To Protect North Pacific Albacore Fishery, Management Organizations Must Adopt Modern Approach

Harvest strategy offers best hope for long-term sustainability

To Protect North Pacific Albacore Fishery, Management Organizations Must Adopt Modern Approach
A modern fishery management approach called a harvest strategy would help protect north Pacific albacore from overfishing and would benefit the stock and the fishing industry over the long term.
Richard Herrmann Blue Planet Archive

One pointed lesson from the suite of problems facing the ocean and marine life is this: Humanity cannot afford to wait until it’s almost too late to help ecosystems and wildlife recover from trouble.

Fishery managers should apply that lesson to north Pacific albacore, a long-time staple of the canned tuna section in grocery stores.

At the start of the 20th century, north Pacific albacore sparked the growth of the United States’ canned tuna industry. Once shunned by fishermen, the mild-flavored fish first hit the market in Southern California and soon eclipsed mackerel and sardines in sales nationwide.

Today, albacore remains popular among consumers and, fortunately, in the Pacific Ocean is neither overfished nor experiencing overfishing—two distinct conditions in the fishery management continuum.

To help maintain the health of the north Pacific fishery—which targets albacore above the equator—the two regional fisheries management organizations (RFMOs) in charge of setting fishing rules there are developing a harvest strategy, a science-based, pre-agreed framework for setting limits on catch and/or fishing effort. Those RFMOs, the Inter-American Tropical Tuna Commission (IATTC) and Western and Central Pacific Fisheries Commission (WCPFC), have been working on the specifications for this harvest strategy for seven years, and it’s time they adopt it in 2022.

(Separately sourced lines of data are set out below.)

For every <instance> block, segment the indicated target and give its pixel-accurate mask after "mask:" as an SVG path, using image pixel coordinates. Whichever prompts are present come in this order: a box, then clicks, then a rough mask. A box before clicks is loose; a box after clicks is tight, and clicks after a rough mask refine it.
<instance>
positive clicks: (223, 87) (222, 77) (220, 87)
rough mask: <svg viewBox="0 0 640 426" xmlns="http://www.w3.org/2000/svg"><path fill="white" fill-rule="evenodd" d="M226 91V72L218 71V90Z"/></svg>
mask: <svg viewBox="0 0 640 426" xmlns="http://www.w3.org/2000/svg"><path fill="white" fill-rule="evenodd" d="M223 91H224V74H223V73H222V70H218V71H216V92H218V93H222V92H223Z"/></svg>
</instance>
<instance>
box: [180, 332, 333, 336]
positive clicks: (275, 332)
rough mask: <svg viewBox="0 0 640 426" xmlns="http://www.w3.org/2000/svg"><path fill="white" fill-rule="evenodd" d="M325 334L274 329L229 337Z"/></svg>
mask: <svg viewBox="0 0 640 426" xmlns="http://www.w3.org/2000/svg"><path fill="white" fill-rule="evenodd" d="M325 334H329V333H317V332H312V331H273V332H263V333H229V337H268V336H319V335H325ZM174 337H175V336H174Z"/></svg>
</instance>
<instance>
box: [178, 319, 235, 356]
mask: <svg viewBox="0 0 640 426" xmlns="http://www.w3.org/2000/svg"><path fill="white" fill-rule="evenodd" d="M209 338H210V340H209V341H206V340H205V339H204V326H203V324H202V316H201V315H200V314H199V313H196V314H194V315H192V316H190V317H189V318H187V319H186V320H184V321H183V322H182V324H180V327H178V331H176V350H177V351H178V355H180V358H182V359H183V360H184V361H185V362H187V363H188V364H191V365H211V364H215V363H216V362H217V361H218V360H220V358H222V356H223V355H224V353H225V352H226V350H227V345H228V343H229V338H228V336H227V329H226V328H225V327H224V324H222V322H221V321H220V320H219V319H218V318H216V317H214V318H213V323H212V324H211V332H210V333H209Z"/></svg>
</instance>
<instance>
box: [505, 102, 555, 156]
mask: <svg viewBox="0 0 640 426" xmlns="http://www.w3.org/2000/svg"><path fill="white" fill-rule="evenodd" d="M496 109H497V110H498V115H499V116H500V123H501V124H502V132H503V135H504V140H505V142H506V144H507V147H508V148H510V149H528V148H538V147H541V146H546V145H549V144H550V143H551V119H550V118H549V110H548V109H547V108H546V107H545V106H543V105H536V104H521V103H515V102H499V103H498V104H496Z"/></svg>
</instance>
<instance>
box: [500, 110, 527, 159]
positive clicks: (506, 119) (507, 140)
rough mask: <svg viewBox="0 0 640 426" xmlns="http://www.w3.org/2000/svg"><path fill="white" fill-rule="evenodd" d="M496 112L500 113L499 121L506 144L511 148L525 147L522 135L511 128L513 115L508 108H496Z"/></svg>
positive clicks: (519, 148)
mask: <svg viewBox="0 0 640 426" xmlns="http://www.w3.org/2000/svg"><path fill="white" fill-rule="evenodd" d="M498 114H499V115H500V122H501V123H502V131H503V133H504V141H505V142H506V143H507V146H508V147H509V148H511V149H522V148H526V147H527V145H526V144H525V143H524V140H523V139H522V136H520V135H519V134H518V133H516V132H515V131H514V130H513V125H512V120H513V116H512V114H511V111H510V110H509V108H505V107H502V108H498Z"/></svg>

The fish that sparked an industry

The rise of albacore in the canned seafood market started in 1903 when a Southern California businessman developed a new canning process. With its white flesh and mild flavor, albacore invited comparisons to chicken—and Americans embraced it.

Today, north Pacific albacore is caught in substantial quantities by troll and pole-and-line vessels based in ports on the U.S. and Canadian west coasts. Also, longline vessels either target the stock or catch it incidentally while fishing for swordfish or yellowfin or bigeye tunas.

Albacore catches across the north Pacific peaked at roughly 127,000 metric tons in 1976, then fell sharply over the next decade before surging again to about 119,000 metric tons in 1999. Since then, catches have fluctuated, with recent hauls at around 55,000 metric tons annually (averaged over five years). Japan’s fishing vessels catch the most, around 65% of the harvest, followed by the U.S. (19%), Taiwan (8%) and Canada (5%), according to the 2015-2019 catch levels. (See Figure 1.)

Modernizing management

IATTC and WCPFC have a history of cooperation on managing north Pacific albacore. For instance, they adopted similar rules in 2005 to freeze the allowed level of fishing effort.

But what if another country wants to start fishing north Pacific albacore? Or if the population’s productivity plummets, perhaps due to shifts in ocean conditions from climate change? Or if new science shows that current estimates of the stock’s health are overly optimistic?

If those or similar scenarios were to play out, the rules in place today very likely would not be enough to prevent a decline in the population, which would be potentially harmful for the relevant individuals and industries.

A harvest strategy is a more predictable and effective way to manage the stock. And in their work since 2015, managers and stakeholders identified a host of objectives for how they’d like to see the fishery perform—including by maximizing catch while keeping a healthy, sustainable amount of albacore in the north Pacific Ocean.

And with the right plan in place, one that includes pre-agreed harvest control rules to keep fishing levels consistent, computer simulations show that north Pacific albacore will stay healthy. But for that to happen, IATTC and WCPFC must move beyond discussions and adopt a full harvest strategy.

IATTC has the first opportunity. Key fishing nations, including the U.S., Canada and Japan, should work together to champion the effort at IATTC by first asking its Scientific Advisory Committee to endorse a harvest strategy at its May meeting, and then presenting a full harvest strategy for adoption by IATTC at its annual Commission meeting this summer. Then, those three countries should take the effort to the WCPFC’s Northern Committee meeting in September and annual Commission meeting for adoption in December.

And as they have in the past, the two RFMOs should cooperate to adopt mirrored strategies, to achieve a common approach to the stock that is important to the members of both organizations. Every year of delay risks the chance of harm being done to a fishery so important to consumers, industries and individuals across the Pacific.

This year should mark a turning point for the management of north Pacific albacore. Nations across the Pacific should embrace the opportunity to keep this stock healthy by supporting RFMOs’ adoption of a harvest strategy.

Grantly Galland is a senior officer with The Pew Charitable Trusts’ international fisheries project, and Dave Gershman is an officer with The Ocean Foundation’s international fisheries conservation campaign.